Windowing before FFT in SciPy - Time & Space Complexity
We want to understand how the time needed to apply a window and then compute an FFT changes as the input size grows.
How does the work increase when we have more data points?
Analyze the time complexity of the following code snippet.
import numpy as np
from scipy.signal import windows
from scipy.fft import fft
n = 1024
signal = np.random.rand(n)
window = windows.hann(n)
windowed_signal = signal * window
fft_result = fft(windowed_signal)
This code creates a window, applies it to a signal, and then computes the FFT of the windowed signal.
Identify the loops, recursion, array traversals that repeat.
- Primary operation: Multiplying each element of the signal by the window (element-wise multiplication) and computing the FFT.
- How many times: Both operations process all n elements once; FFT internally performs about n log n steps.
As the input size n grows, the windowing step grows linearly, but the FFT grows a bit faster.
| Input Size (n) | Approx. Operations |
|---|---|
| 10 | ~10 (window) + ~33 (FFT) |
| 100 | ~100 (window) + ~664 (FFT) |
| 1000 | ~1000 (window) + ~9966 (FFT) |
Pattern observation: The windowing grows straight with n, but FFT grows a bit faster, roughly n times log n.
Time Complexity: O(n log n)
This means the total time grows a bit faster than just the number of data points, mainly because of the FFT step.
[X] Wrong: "The windowing step dominates the time because it touches every data point."
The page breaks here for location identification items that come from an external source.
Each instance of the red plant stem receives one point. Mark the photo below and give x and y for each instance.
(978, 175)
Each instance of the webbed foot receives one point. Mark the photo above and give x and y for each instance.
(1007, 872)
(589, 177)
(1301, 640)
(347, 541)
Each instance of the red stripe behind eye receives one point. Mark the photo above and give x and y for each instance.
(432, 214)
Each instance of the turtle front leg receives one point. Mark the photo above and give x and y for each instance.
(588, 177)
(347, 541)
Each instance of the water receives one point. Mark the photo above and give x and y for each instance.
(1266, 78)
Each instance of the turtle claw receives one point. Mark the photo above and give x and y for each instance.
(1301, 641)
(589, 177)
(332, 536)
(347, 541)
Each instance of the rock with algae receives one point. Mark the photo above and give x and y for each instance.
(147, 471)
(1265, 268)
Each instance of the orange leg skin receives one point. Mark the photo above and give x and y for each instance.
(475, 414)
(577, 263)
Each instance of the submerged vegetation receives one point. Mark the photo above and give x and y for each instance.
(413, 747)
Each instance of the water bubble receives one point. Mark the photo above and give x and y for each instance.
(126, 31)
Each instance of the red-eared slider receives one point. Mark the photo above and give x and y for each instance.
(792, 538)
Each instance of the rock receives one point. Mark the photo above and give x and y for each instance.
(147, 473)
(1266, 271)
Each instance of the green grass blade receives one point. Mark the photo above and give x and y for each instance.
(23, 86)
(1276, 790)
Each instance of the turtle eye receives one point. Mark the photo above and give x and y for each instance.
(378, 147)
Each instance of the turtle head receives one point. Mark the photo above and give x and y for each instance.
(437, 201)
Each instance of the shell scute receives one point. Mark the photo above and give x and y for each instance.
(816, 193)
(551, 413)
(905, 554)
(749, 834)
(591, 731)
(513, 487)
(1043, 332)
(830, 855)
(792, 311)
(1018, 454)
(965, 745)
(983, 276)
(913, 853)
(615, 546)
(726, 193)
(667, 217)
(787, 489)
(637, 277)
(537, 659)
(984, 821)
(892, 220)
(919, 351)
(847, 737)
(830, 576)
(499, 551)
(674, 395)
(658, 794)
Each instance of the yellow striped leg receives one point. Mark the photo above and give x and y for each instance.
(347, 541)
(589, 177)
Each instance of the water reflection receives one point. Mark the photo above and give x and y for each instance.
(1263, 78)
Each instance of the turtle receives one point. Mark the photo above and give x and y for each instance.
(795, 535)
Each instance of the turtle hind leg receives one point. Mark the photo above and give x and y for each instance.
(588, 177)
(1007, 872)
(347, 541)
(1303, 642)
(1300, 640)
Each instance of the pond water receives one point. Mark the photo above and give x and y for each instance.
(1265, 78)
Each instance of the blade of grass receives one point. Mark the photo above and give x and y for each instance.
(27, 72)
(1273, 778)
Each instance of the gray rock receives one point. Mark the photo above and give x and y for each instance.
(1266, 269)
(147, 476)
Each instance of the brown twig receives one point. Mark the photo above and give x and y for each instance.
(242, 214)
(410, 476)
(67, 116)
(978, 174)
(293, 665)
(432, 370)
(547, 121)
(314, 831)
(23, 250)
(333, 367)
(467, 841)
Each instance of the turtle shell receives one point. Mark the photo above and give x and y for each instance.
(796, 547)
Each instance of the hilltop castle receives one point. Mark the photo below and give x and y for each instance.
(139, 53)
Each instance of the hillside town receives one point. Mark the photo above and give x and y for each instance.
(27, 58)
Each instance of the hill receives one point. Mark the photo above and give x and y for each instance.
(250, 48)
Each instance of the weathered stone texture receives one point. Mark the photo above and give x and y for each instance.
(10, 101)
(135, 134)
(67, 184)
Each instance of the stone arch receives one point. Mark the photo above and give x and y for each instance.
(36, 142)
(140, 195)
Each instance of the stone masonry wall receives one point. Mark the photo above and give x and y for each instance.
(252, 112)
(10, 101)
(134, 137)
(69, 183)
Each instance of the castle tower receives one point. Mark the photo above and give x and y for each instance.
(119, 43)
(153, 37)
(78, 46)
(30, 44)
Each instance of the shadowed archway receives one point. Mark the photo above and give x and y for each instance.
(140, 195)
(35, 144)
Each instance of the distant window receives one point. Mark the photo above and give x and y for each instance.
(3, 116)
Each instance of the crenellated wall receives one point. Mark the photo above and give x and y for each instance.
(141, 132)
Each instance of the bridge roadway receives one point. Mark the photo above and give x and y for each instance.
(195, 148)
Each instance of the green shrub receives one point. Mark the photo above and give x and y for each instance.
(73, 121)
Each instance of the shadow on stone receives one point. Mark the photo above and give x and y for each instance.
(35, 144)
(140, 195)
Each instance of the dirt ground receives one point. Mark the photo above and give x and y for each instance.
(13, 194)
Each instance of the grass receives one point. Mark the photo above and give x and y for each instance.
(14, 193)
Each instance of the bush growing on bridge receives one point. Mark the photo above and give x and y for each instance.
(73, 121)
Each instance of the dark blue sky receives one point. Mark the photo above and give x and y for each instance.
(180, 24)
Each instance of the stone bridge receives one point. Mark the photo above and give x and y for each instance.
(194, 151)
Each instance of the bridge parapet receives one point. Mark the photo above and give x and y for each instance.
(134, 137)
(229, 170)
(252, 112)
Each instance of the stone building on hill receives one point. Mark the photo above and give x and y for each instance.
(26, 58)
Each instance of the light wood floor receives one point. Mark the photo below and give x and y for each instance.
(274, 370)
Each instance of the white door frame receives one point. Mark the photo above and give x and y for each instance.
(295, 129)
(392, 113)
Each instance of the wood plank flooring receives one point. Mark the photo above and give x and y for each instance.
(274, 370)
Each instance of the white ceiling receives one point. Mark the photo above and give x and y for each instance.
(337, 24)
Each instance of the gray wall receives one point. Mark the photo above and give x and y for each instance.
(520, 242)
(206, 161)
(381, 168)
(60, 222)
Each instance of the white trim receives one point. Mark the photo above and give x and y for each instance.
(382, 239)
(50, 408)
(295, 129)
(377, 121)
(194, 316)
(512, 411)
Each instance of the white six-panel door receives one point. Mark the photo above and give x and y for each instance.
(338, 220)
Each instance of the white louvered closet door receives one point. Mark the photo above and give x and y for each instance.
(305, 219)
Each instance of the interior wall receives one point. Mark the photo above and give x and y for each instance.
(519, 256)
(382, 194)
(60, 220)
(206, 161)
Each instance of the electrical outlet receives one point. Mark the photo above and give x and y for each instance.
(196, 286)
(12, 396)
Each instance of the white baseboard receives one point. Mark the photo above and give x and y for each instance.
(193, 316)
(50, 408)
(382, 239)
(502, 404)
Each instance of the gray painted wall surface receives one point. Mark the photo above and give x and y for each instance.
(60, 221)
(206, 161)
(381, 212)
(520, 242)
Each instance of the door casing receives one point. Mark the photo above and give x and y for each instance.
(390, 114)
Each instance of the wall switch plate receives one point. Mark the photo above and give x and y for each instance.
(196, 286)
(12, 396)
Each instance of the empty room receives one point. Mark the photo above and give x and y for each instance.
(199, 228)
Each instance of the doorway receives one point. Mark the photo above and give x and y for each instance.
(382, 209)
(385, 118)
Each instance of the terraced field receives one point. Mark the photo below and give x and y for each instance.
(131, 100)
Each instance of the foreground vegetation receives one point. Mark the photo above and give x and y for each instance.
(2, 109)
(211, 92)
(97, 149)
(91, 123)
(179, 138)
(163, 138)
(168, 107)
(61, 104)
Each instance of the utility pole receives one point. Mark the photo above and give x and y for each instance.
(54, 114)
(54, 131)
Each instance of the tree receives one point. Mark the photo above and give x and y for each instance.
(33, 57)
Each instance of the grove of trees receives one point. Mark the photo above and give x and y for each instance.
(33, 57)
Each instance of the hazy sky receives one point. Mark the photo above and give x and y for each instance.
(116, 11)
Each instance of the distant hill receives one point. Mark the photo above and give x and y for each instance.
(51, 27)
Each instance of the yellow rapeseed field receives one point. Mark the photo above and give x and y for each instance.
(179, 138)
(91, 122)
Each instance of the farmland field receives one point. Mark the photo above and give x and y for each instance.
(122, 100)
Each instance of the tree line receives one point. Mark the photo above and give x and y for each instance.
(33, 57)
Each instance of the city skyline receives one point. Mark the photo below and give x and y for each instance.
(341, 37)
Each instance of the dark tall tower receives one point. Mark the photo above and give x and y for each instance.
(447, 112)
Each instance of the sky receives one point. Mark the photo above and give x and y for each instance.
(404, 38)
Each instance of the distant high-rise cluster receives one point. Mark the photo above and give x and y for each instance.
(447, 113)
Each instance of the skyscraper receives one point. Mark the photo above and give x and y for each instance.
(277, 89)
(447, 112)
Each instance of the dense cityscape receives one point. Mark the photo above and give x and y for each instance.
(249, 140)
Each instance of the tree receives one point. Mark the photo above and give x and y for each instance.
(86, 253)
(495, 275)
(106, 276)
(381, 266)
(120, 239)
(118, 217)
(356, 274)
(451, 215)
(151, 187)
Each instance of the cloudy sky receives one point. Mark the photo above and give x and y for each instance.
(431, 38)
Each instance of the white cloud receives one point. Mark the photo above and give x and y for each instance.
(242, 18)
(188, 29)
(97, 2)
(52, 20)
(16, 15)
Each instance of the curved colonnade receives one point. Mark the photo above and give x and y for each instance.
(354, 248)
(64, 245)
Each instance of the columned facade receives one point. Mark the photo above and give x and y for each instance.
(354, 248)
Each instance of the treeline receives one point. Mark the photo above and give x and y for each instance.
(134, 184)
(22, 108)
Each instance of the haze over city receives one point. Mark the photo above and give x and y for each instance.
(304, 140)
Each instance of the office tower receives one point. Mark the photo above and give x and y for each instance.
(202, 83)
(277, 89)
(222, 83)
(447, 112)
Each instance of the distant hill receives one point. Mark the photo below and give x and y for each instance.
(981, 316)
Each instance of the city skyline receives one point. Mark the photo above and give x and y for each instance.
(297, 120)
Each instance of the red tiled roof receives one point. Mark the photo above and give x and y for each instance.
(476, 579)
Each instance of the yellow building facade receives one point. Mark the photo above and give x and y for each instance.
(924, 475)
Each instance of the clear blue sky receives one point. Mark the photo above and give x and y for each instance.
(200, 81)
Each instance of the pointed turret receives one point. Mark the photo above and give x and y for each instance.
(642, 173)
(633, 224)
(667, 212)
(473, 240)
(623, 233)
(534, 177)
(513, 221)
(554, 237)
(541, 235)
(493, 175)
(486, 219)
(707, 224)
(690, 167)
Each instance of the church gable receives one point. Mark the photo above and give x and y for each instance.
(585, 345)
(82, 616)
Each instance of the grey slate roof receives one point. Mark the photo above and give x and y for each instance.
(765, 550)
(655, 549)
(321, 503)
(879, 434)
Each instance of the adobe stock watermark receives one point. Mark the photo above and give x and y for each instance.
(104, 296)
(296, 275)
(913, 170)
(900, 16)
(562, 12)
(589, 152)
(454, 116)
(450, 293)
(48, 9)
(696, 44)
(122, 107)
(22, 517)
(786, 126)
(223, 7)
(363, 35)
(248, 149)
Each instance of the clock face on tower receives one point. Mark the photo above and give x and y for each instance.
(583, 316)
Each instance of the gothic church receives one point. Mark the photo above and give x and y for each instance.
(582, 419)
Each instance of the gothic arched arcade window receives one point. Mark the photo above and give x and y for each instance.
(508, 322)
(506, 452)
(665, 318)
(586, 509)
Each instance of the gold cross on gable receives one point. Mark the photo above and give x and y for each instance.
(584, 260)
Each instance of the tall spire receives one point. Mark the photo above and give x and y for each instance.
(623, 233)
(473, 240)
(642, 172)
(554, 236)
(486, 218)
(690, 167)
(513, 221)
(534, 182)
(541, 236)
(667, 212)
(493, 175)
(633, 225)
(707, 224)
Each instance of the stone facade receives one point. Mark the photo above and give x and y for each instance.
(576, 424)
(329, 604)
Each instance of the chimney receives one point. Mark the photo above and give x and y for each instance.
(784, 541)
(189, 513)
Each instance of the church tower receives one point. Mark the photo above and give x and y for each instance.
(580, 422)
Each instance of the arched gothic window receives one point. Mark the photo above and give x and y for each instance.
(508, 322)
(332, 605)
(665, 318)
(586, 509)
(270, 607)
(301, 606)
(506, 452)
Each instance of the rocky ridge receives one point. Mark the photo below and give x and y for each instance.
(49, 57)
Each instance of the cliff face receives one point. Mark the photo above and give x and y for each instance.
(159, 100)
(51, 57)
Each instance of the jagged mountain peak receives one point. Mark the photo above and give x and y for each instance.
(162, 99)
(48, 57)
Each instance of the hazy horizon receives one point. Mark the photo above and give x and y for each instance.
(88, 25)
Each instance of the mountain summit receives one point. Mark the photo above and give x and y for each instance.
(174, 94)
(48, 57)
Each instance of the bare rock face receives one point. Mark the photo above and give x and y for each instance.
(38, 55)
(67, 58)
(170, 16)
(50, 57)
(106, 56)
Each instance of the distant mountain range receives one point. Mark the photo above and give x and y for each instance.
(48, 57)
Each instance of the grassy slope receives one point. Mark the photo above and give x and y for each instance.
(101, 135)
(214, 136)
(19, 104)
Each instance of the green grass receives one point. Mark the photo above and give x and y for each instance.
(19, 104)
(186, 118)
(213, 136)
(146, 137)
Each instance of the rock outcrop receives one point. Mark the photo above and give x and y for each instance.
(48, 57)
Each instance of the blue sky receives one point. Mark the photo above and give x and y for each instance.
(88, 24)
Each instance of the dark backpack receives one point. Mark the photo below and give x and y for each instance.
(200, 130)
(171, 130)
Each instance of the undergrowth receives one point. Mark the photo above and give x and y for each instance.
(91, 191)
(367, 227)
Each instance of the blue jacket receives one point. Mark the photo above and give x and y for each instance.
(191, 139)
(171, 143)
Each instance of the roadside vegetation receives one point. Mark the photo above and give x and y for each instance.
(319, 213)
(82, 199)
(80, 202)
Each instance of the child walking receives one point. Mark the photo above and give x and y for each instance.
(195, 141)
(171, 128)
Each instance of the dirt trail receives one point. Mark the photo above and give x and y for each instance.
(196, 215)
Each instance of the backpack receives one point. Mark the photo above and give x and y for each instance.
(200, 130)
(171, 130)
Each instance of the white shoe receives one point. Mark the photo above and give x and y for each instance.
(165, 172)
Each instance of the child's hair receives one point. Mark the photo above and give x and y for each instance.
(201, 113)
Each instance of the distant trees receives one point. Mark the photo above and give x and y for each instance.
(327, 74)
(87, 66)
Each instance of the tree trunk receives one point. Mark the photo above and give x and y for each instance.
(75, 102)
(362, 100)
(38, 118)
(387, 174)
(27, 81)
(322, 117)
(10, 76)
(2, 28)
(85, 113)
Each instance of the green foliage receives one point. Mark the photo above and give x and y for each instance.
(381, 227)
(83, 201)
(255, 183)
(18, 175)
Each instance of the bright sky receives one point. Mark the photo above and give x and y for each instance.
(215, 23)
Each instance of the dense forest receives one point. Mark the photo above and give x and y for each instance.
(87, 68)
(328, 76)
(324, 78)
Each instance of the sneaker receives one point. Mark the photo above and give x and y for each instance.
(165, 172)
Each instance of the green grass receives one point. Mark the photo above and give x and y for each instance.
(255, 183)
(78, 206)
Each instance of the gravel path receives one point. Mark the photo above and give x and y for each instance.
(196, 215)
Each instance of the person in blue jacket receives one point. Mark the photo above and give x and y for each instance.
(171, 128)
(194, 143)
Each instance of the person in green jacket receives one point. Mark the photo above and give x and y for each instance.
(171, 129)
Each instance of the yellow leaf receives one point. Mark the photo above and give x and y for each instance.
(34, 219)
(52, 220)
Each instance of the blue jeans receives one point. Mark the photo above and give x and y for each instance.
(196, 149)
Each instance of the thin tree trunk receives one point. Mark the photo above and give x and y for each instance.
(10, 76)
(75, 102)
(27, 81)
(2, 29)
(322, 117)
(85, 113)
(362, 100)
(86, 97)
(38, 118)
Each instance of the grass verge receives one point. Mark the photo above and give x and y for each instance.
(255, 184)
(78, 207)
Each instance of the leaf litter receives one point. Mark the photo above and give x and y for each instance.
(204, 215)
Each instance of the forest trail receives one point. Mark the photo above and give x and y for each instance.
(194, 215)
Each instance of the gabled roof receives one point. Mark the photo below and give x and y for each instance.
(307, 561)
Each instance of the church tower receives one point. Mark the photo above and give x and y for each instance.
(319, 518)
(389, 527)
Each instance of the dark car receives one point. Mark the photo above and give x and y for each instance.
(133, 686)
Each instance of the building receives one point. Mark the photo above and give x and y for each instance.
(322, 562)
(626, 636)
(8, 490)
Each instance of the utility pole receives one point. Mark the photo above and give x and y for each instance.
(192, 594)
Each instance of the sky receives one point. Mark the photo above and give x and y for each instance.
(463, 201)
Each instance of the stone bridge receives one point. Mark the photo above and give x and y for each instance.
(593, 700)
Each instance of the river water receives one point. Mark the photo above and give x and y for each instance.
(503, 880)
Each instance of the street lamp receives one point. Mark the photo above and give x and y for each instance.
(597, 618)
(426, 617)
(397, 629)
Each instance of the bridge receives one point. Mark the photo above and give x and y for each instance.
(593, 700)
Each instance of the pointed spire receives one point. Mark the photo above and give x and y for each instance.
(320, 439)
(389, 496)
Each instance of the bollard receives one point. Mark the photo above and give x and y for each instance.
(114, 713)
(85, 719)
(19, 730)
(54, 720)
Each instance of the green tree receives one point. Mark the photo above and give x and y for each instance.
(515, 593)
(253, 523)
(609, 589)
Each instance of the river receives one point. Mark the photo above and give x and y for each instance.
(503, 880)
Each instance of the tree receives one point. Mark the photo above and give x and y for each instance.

[OK] Correct: While windowing is linear, the FFT step is more complex and grows faster, so it dominates the total time as input size grows.
Understanding how windowing and FFT scale helps you explain performance in signal processing tasks clearly and confidently.
"What if we replaced the FFT with a slower, direct DFT calculation? How would the time complexity change?"